I have always, always loved costume parties, the opportunity to become someone, something else for a day or night; the way costumed affairs cast a fanciful light onto even the most mundane times and places, from middle school cafeterias, to office parties with plastic cups balancing on the copier machine and bars lit dimly only to hide their prosaic features.
No matter how uninspired the event or the place or even its bearer, a true costume always lends some strange magic to them. A true costume, of course discounts "sexy nurses", "sexy firemen", "sexy air stewardesses" and "sexy garbage truck drivers", as well as giant alien heads, cheap, plastic presidents and werewolves, and most anything that smacks of store-bought packaged costumes. Only children have the transformative powers to make a plastic Darth Vader mask the terrifying presence of the Dark Lord himself. A true costume, you see, is a transformation. You put it on, piece by piece, and suddenly, inside that cardboard and facepaint, or even the cheap plastic mask, you are someone else.
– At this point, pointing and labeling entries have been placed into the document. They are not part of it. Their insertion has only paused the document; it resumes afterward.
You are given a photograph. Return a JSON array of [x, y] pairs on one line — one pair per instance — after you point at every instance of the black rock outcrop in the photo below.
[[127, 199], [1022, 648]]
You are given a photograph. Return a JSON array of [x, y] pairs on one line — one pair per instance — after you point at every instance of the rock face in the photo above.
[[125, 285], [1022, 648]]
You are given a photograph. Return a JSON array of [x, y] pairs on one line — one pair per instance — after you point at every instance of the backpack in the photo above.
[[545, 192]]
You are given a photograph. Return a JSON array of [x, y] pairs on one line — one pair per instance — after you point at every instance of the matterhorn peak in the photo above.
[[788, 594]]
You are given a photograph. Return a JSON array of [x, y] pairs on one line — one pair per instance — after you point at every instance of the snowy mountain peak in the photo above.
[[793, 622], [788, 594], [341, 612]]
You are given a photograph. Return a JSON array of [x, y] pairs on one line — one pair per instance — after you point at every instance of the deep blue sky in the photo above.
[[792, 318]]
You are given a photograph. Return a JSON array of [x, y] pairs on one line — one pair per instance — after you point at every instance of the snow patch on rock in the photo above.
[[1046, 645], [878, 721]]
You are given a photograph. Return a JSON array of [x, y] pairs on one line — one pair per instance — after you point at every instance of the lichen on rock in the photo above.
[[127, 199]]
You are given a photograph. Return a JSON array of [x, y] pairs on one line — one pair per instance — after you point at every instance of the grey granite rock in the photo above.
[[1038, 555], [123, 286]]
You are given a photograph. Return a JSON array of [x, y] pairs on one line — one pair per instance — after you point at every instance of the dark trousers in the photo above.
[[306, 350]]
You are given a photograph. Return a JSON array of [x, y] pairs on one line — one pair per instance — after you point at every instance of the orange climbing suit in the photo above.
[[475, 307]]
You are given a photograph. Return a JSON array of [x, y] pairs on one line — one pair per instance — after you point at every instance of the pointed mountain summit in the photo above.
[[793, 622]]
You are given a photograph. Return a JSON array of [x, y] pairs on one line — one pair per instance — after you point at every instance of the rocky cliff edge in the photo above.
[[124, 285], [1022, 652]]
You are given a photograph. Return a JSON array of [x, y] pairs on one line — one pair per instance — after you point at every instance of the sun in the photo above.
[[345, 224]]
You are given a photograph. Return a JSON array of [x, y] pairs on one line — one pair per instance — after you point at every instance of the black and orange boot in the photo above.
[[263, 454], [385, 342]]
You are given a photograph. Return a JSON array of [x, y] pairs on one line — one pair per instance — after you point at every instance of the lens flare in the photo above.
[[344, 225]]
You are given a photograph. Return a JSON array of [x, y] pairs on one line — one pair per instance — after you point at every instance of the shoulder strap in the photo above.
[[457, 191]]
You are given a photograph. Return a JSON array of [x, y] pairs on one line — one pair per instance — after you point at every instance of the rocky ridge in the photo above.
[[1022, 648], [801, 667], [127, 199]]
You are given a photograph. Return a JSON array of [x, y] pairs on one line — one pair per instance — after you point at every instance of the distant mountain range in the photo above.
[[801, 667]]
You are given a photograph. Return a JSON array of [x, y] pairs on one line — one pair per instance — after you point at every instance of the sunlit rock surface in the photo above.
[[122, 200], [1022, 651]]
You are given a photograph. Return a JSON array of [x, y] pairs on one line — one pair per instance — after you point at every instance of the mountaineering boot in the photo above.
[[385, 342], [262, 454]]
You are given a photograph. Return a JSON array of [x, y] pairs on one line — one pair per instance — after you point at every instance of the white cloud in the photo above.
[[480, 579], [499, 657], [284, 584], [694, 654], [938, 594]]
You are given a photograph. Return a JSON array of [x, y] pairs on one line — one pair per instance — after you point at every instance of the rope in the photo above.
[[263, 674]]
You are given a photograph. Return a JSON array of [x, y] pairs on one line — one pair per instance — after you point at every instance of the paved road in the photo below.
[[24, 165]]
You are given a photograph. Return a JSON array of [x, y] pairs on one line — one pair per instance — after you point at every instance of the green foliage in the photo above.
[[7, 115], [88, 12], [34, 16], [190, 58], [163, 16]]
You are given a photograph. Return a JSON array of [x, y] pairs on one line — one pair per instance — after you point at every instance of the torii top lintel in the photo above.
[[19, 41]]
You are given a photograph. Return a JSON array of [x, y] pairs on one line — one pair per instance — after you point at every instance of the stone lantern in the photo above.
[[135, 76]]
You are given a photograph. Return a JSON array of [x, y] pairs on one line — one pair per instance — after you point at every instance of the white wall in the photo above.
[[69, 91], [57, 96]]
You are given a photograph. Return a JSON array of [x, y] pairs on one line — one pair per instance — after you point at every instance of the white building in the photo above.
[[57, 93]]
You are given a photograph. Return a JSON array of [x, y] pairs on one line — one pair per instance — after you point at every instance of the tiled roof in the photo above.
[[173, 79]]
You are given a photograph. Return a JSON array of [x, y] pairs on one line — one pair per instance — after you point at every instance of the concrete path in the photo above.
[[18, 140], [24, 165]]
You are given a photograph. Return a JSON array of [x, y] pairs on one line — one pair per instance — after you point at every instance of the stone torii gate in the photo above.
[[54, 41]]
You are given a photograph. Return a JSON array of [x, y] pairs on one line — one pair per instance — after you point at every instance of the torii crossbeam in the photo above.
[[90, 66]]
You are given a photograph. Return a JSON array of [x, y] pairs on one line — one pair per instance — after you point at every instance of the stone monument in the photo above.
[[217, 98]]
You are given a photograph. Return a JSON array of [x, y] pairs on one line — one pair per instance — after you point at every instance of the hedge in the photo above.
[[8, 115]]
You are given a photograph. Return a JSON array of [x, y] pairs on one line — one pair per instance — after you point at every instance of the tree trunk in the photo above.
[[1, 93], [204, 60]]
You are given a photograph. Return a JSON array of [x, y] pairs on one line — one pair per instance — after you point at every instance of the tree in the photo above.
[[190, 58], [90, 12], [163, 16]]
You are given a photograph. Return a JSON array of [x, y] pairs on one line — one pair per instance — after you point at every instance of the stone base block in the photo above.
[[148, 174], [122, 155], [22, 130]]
Perhaps it is only because I was raised in a theater, but I truly believe in the power of metamorphosis as an ancient tool of self-knowledge. We no longer perform rites that require our transformation into deities and demons, our own ancestors and animal spirits. There are no sacred costumes, secret identities we get to assume yearly. We are not transported from ourselves, joined into the larger order of the universe or the chain of our predecessors, by a bit of painted clay or wood, a swishing reed skirt, or a heavy crown resting on our brow. Instead, we are our mundane, everyday selves 365 carefully meted out days a year.
(I do have to add that I actually happen to live in a community where masked rituals do take place as a part of our celebrations.)

The power of our chosen costumed affair, All Hallow's Eve, Halloween then, is actually quite significant. Far from just putting on your cardboard contraption and taking a child off to gather sweets from friends and neighbors for the empty threat of tricks, there is an air of genuine mischief about the celebration.
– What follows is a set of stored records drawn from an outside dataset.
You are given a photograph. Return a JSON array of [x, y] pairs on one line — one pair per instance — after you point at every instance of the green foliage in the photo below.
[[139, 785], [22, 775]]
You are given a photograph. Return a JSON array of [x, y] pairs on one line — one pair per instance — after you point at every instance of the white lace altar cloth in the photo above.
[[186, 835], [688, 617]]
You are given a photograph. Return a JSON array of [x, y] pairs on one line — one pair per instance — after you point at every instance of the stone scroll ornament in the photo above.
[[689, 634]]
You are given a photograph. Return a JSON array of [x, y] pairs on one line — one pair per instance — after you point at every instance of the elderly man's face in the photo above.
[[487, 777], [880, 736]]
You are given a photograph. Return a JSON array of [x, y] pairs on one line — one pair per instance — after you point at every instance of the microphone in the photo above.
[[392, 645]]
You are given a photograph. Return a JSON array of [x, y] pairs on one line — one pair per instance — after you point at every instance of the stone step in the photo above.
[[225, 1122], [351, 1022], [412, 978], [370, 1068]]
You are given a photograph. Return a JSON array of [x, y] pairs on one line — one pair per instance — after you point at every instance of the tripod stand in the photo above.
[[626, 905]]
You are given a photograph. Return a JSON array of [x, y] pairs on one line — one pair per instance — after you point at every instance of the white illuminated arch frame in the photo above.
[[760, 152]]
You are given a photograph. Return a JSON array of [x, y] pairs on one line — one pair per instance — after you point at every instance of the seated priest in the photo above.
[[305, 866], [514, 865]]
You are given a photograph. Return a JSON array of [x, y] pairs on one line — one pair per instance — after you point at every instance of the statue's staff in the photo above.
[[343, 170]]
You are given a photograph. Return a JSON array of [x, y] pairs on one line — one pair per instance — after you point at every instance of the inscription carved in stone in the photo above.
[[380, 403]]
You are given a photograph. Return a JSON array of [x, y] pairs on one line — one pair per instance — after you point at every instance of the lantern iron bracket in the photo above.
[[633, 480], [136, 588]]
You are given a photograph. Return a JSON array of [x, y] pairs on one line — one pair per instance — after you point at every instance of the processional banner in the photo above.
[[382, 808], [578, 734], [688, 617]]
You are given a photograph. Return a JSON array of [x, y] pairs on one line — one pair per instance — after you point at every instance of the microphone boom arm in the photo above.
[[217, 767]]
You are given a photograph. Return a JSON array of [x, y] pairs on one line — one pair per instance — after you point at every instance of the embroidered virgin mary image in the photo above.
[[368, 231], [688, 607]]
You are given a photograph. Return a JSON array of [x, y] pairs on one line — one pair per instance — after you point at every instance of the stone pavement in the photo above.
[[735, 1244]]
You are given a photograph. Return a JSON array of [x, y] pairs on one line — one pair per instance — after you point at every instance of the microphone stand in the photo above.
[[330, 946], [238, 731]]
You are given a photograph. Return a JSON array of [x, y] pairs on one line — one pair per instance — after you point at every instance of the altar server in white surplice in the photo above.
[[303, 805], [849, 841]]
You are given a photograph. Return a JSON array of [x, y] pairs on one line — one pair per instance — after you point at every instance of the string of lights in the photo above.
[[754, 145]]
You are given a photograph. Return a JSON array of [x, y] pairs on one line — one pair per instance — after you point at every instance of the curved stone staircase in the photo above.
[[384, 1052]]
A nation as prim and "family-valued" as this, for a short season adorns it's front stoops and store windows with ghastly images, reminders of ancient terrors and the very modern fear of death itself. It dresses its' children up and lets them loose on their own tiny Bacchanalia, an orgy of refined sugar and corn syrup (surely every parent's nightmare). Its' grown-ups don ridiculous get-ups and mask their identities.

Covering your face affords you certain liberties, whether they are real or imagined. Masked affairs can easily lead to masked affairs, debauchery, property destruction, over-indulgence. They enable behaviors considered deviant, to become socially acceptable, if even for a night. Cross-dressing, explicit sexuality and morbidity abound.
Often our choice of costume reflects some facet of our personality, perhaps the way we wish to be seen, or a deeper subconscious part that we are free exhibit only through a frivolous activity, such as a character we inhabit for a masquerade.
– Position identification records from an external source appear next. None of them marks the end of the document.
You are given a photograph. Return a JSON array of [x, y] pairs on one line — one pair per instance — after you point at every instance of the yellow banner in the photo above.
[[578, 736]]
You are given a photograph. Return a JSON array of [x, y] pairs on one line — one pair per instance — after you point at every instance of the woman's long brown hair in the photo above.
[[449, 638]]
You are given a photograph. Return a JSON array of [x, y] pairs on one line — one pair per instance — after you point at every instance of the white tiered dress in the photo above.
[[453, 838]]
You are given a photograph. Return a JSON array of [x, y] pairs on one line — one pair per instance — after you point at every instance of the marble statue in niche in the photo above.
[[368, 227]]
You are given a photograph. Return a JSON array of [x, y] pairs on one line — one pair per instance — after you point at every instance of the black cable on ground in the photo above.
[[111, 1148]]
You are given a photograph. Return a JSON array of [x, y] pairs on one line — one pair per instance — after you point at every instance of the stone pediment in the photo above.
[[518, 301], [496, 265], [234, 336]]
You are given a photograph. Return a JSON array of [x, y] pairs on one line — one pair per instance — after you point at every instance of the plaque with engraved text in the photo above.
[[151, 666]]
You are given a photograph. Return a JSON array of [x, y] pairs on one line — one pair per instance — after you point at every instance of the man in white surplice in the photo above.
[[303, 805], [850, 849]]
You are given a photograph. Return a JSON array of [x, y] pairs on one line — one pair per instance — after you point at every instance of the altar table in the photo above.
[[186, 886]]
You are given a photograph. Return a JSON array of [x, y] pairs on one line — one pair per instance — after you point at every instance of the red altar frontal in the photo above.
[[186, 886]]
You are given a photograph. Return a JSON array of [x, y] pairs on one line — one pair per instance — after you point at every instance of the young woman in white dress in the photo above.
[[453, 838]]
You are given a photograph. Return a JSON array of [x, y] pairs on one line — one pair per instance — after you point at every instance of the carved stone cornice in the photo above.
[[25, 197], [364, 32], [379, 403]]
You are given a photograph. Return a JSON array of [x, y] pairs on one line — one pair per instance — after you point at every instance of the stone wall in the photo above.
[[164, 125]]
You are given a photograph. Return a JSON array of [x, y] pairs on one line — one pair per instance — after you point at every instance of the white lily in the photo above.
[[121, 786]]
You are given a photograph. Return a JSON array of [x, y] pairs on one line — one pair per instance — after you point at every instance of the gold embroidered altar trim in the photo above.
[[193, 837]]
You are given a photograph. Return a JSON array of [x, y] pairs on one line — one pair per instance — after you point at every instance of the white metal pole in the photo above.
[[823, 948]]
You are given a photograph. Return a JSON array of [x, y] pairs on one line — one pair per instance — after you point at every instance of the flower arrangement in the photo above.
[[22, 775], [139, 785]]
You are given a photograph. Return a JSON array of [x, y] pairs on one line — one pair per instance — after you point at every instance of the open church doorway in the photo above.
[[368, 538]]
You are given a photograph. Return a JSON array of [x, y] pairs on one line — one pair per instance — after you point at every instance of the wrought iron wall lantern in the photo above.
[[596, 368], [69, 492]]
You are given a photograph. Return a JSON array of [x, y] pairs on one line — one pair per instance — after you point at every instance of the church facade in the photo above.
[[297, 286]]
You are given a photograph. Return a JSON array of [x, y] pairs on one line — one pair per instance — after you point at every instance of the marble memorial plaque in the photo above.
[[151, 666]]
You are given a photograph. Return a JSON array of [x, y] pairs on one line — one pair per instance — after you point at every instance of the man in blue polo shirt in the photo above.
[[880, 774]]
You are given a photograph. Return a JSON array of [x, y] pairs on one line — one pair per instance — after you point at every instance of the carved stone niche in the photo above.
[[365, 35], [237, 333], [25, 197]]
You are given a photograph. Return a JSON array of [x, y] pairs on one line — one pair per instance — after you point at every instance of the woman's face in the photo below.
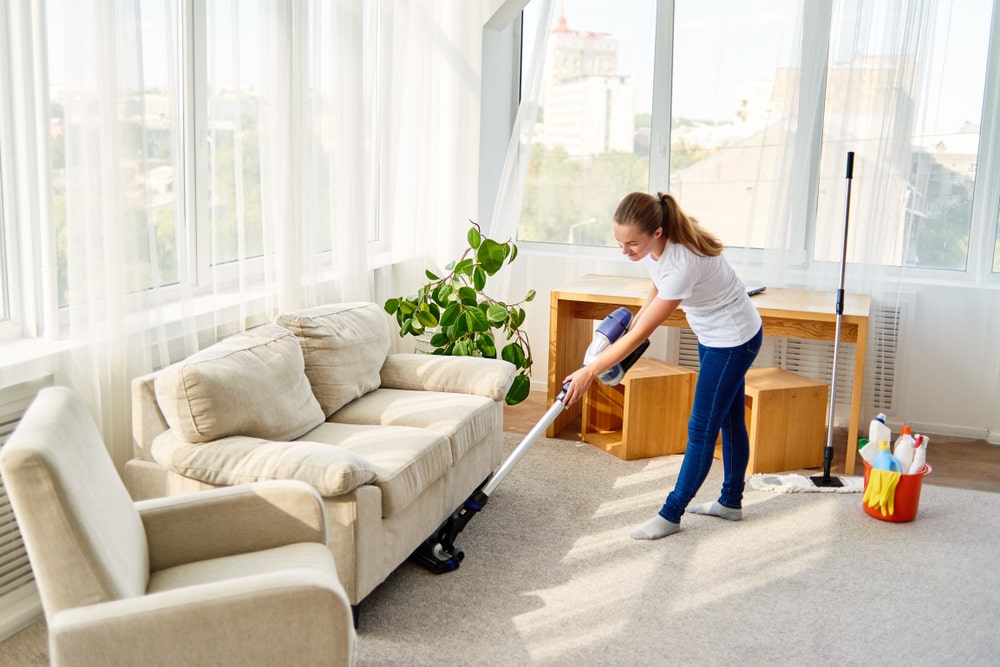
[[635, 243]]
There are the afore-mentioned sex-kitten costumes, telling perhaps of only our need to be pretty and accepted, rather than wild and dangerous, at all times. Then there are the humorous and ironic costumes, a lighter side of these darkening days, a need to not take ourselves seriously, or perhaps an inability to do so. And finally, the grotesque characters, the mutilated bodies, the zombies, the skeletons of our subconscious closets.

The American Halloween is but a variation of the Day of the Dead celebrations the world over. Where I'm from All Saint's Day is for remembrance of the dead, when cemeteries all over the country are lit up with hundreds of thousands of candles, illuminating this dark time of year. In Great Britain, remnants old of pagan traditions hold, the veil between the worlds thins on Shamhain, which may have also been a remnant of a Celtic new year's celebration, a time of harvest, cleansing and new beginnings. Dia de los Muertos, is in Mexican tradition, a twist on the catholic remembrance of dead loved ones and saints, as well a raucous celebration of life by acknowledging that which follows it.
It is from the latter tradition that I will borrow my costume from tomorrow night, going as a Calavera Catrina, or perhaps Mictecacihuatl, an elegant skull, a Lady of The Dead. Not content to with pretty finery (though being able to dress like a Mexican christmas tree is certainly part of the attraction), I look forward to adding some disquiet to the mix. I imagine the skeleton woman silent, smiling, having for a night transcended that which this holiday represents: The endless circle of life. Each death a new beginning.

And who or what are you going to swap your skin for this dark and stormy night? Happy Halloween!